On cars, old, new and future; science & technology; vintage airplanes, computer flight simulation of them; Sherlockiana; our English language; travel; and other stuff
ALL LANGUAGES, not only English, are subject to evolution, often by borrowing words or concepts from other languages. A recent article in The New York Times, July 25, 2013, (http://goo.gl/PA8ktc), discussed this in regard to the European economy and its current crises. The following observations were sparked by this article that also inspired some linguistic digging on my part.
Even before these new economic influences, English has made strong inroads into French, the result being one meaning of the term “Franglais.”
Examples include le weekend, un parking, and un hot dog. This last one has become firmly français despite, for example, the government of Quebec suggesting un chien chaud as a proper québécois equivalent.
There are times when transfers just don’t work. For instance, the word “chat,” as in Internet chat room, runs into trouble because there’s already a perfectly good French chat, namely, “cat.” It has been suggested that the concept of une conversation intime be spelled tchat, but I doubt it’ll catch on. There’s room enough in French, as we have in English, for homonyms.

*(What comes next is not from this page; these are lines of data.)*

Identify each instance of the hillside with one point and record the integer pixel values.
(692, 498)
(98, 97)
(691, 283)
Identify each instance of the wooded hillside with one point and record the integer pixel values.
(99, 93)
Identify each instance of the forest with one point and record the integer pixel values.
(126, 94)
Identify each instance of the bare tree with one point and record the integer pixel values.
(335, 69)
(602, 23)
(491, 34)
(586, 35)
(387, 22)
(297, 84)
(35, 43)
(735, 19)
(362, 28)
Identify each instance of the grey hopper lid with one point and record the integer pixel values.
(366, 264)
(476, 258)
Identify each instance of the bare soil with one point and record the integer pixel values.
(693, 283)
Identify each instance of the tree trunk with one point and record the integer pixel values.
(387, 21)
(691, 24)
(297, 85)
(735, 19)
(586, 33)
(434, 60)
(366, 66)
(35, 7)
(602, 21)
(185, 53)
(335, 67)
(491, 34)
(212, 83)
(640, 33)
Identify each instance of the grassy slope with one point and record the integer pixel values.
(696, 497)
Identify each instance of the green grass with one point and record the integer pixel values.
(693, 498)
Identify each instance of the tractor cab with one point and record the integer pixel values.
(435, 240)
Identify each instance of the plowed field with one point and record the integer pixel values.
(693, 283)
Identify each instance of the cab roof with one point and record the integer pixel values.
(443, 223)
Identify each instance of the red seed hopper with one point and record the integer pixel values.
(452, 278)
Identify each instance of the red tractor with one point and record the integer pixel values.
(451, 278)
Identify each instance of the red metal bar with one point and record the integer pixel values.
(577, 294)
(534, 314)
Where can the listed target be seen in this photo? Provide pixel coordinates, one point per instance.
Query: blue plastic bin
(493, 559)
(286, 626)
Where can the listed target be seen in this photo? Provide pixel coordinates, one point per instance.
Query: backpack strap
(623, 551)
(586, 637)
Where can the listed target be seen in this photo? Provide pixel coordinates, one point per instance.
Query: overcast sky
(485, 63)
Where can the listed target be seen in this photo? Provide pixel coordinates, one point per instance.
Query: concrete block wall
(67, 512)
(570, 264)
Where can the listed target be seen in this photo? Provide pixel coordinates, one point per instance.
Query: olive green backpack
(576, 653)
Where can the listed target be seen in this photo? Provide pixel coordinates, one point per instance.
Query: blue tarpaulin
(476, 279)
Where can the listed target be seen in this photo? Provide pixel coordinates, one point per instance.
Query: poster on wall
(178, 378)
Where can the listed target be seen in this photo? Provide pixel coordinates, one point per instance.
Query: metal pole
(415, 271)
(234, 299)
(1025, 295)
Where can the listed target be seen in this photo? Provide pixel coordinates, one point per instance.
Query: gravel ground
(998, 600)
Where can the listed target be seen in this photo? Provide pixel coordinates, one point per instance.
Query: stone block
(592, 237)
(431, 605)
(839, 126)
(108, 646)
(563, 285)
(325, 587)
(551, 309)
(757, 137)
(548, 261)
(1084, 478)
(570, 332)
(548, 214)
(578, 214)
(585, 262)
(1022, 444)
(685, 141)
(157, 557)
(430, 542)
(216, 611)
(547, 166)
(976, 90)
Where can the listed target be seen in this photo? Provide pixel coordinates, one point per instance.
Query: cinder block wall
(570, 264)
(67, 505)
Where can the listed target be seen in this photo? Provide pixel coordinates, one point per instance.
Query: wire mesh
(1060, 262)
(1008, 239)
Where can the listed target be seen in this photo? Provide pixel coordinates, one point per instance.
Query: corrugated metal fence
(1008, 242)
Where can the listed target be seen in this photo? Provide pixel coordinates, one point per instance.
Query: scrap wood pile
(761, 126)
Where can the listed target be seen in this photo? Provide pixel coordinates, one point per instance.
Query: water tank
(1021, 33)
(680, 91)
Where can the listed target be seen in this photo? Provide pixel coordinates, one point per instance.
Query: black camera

The world’s economic crises beginning in 2008 encouraged plenty of languages to adopt new words and concepts.
The Greeks, for instance, speak of something being poukou, meaning “pre-crisis.”
I like to imagine the Portuguese were thinking of the grandiosity of Grand Opera when they invented the verb grandolar to describe a singing protest using a revolutionary hymn. Suggested The New York Times, even Portuguese kids now grandolate about not wanting to eat their broccoli.
The Spanish language seems to be particular prolific in its adoption of terms more or less related to economic doldrums. Spaniards speak of los hombres de negro, the ominous European Union officials sweeping down from the north with new demands of austerity.
No doubt Tommy Lee Jones and Will Smith would be impressed with the reach of their Men in Black movies.
There’s also the Spanish term ni-ni. It describes a young person who has dropped out of school, yet is unemployed. “Neither studying nor working” is a characterization that, alas, has worldwide relevance these days. The article in The New York Times quotes the mother of such a kid: “Without any kind of certificate, I’ve made it clear to her that she risks being a Ni-Ni for the rest of her life.”
Spaniards even have a new word for the likes of me. A yayoflauta describes an elderly protester who has finally had enough.